Nakada K, Ikoma A, Suzuki T, Reynolds J C, Campbell W L, Todo S, Starzl T E
Department of Surgery, Pittsburgh Transplantation Institute, University of Pittsburgh, School of Medicine.
Am J Surg. 1995 Mar;169(3):294-9. doi: 10.1016/S0002-9610(99)80161-5.
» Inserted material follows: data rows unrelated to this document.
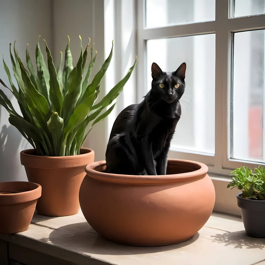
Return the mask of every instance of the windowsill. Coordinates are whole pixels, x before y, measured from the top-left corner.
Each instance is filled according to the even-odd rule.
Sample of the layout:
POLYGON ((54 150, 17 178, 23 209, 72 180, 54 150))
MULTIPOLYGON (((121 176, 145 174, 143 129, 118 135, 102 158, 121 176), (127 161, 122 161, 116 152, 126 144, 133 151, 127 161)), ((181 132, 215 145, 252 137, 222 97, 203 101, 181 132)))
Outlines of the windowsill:
POLYGON ((264 239, 246 236, 240 217, 216 213, 190 239, 164 246, 112 243, 99 236, 81 212, 56 218, 35 215, 28 230, 15 235, 0 234, 0 239, 9 242, 10 258, 25 264, 29 264, 27 260, 30 264, 48 264, 47 257, 54 257, 65 261, 62 264, 73 265, 249 265, 264 260, 265 248, 264 239), (35 254, 29 254, 30 250, 35 254), (45 254, 45 257, 42 257, 45 254), (38 259, 42 260, 39 262, 38 259), (46 263, 43 263, 45 259, 46 263))

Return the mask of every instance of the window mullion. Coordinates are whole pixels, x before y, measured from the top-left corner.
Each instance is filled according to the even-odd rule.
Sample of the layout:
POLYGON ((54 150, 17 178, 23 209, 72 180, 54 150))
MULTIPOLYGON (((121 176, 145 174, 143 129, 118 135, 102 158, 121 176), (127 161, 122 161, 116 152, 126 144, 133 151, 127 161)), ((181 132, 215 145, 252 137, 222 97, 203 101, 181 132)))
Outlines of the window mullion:
POLYGON ((216 1, 215 167, 219 169, 222 167, 223 159, 227 160, 228 150, 228 80, 231 41, 228 27, 229 4, 228 0, 216 1))

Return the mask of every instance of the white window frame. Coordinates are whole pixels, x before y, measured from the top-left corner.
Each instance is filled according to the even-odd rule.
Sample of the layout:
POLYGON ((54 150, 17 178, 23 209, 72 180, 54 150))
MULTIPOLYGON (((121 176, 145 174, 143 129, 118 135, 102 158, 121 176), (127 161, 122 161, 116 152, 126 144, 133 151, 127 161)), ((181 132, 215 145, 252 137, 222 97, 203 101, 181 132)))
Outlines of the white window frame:
POLYGON ((231 73, 233 34, 237 32, 265 29, 265 15, 230 18, 229 12, 231 9, 228 0, 216 0, 215 21, 159 28, 147 28, 145 1, 138 0, 136 2, 138 102, 142 100, 145 95, 142 88, 143 84, 146 84, 147 41, 204 34, 215 34, 215 155, 211 156, 196 152, 171 149, 170 157, 202 162, 208 166, 209 173, 223 175, 229 175, 231 170, 242 165, 252 168, 257 167, 260 165, 265 166, 265 163, 230 159, 229 132, 231 127, 231 73))

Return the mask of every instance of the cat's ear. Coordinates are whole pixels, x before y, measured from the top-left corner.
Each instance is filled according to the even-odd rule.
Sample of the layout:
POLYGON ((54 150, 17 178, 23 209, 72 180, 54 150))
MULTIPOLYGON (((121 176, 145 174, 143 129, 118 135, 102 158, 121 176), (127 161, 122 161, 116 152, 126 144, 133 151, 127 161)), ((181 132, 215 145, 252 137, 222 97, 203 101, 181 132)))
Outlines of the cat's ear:
POLYGON ((185 78, 185 73, 186 73, 186 63, 183 63, 175 72, 175 74, 180 76, 183 79, 185 78))
POLYGON ((151 70, 152 71, 152 77, 153 78, 161 76, 163 73, 161 68, 155 63, 153 63, 152 64, 151 70))

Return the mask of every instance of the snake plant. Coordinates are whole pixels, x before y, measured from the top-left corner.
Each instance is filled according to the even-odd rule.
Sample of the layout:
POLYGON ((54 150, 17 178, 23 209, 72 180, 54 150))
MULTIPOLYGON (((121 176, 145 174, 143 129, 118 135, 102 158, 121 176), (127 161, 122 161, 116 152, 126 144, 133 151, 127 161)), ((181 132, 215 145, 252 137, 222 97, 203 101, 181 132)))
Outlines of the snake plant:
MULTIPOLYGON (((1 79, 0 82, 15 97, 23 116, 18 114, 1 89, 0 104, 8 112, 10 124, 16 127, 26 139, 36 149, 38 155, 57 156, 78 154, 94 125, 107 117, 113 109, 115 103, 113 102, 130 77, 137 58, 124 78, 99 102, 95 104, 100 92, 100 81, 111 59, 113 41, 109 55, 89 84, 97 55, 96 51, 93 52, 93 47, 91 49, 91 60, 87 69, 85 66, 89 43, 83 53, 80 35, 81 52, 76 65, 74 67, 70 39, 68 36, 62 71, 62 53, 61 52, 61 59, 56 69, 50 50, 44 40, 47 54, 47 68, 40 48, 40 37, 36 50, 37 74, 27 45, 26 51, 27 70, 16 51, 16 41, 14 44, 14 57, 11 43, 10 45, 10 57, 18 89, 12 82, 10 72, 3 58, 4 68, 11 88, 1 79)), ((89 40, 90 42, 90 38, 89 40)))

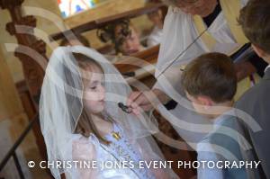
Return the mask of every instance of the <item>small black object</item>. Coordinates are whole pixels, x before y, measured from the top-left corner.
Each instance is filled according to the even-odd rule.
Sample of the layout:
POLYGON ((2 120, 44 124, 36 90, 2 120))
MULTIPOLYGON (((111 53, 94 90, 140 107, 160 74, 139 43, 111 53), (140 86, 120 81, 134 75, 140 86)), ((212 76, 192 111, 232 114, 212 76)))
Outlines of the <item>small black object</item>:
POLYGON ((132 110, 129 106, 123 104, 122 103, 118 103, 118 107, 120 107, 123 112, 127 113, 132 112, 132 110))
Intestinal dysmotility and stasis after intestinal transplantation are considered to promote bacterial overgrowth and translocation. Two prokinetic agents, KW5139 (13-leu-motilin) and the somatostatin analogue octreotide acetate, were studied to determine whether they can ameliorate intestinal dysmotility during the early postoperative period.
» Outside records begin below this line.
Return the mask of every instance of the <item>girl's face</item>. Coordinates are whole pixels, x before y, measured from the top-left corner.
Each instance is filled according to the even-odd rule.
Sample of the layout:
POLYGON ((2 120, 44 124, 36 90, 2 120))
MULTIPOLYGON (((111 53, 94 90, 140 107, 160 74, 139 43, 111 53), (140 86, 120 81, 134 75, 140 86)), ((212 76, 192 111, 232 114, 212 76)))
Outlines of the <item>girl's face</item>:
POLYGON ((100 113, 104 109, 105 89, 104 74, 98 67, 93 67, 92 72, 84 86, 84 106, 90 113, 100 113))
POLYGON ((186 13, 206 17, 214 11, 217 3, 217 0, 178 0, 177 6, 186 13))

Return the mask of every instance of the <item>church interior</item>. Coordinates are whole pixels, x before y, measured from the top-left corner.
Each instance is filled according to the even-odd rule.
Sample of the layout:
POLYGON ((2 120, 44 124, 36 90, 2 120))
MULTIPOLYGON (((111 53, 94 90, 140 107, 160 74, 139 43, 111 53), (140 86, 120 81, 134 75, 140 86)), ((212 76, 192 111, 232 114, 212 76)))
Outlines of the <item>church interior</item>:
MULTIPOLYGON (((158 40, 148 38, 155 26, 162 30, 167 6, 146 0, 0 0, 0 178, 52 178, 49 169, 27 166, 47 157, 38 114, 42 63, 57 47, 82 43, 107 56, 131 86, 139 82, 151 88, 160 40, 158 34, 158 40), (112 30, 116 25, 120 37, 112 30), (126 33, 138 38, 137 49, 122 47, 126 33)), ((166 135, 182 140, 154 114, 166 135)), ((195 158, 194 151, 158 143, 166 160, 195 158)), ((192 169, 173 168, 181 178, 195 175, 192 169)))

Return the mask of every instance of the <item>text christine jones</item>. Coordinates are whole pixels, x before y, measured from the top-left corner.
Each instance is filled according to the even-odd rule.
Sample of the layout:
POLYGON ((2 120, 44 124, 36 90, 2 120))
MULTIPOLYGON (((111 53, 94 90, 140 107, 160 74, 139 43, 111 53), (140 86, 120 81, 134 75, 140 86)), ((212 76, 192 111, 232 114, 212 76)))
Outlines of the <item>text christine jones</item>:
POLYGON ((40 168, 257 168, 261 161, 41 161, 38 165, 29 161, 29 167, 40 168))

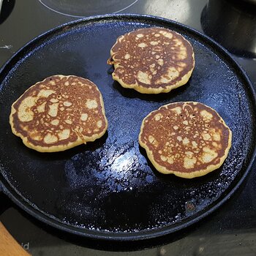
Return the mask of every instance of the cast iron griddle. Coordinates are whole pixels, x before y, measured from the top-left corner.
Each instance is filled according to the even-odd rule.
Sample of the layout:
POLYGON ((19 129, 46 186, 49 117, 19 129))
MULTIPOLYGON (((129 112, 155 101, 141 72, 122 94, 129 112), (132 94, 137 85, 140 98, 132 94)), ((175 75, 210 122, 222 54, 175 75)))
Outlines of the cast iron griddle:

Motility was recorded by multiple extraluminal strain-gauge transducers in 6 dogs on postoperative days 1, 3, 7, and 14. A barium meal study was performed with a separate group of 8 dogs on postoperative days 3 and 7.
The agent KW5139 induced brief, weak contractions in the graft and had little effect on the dilated bowel; however, octreotide induced motor activity that propelled accumulated intestinal contents into the colon and reduced dilation of the transplanted bowel.
Octreotide, but not KW5139, ameliorates intestinal dysmotility associated with bowel autotransplantation during the early postoperative period. Short-term administration of octreotide may be useful for the treatment of dysmotility following intestinal transplantation.
肠道移植后肠道运动障碍和淤滞被认为会促进细菌过度生长和易位。研究了两种促动力剂KW5139(13-亮氨酸-胃动素)和生长抑素类似物醋酸奥曲肽,以确定它们是否能改善术后早期的肠道运动障碍。
在术后第1、3、7和14天,用多个腔外应变片式传感器记录6只犬的肠道运动。在术后第3天和第7天,对另一组8只犬进行了钡餐检查。
药物KW5139在移植物中引起短暂、微弱的收缩,对扩张的肠段影响很小;然而,奥曲肽诱导了运动活性,将积聚的肠内容物推进结肠,并减少了移植肠段的扩张。
奥曲肽而非KW5139可改善术后早期与肠道自体移植相关的肠道运动障碍。短期给予奥曲肽可能有助于治疗肠道移植后的运动障碍。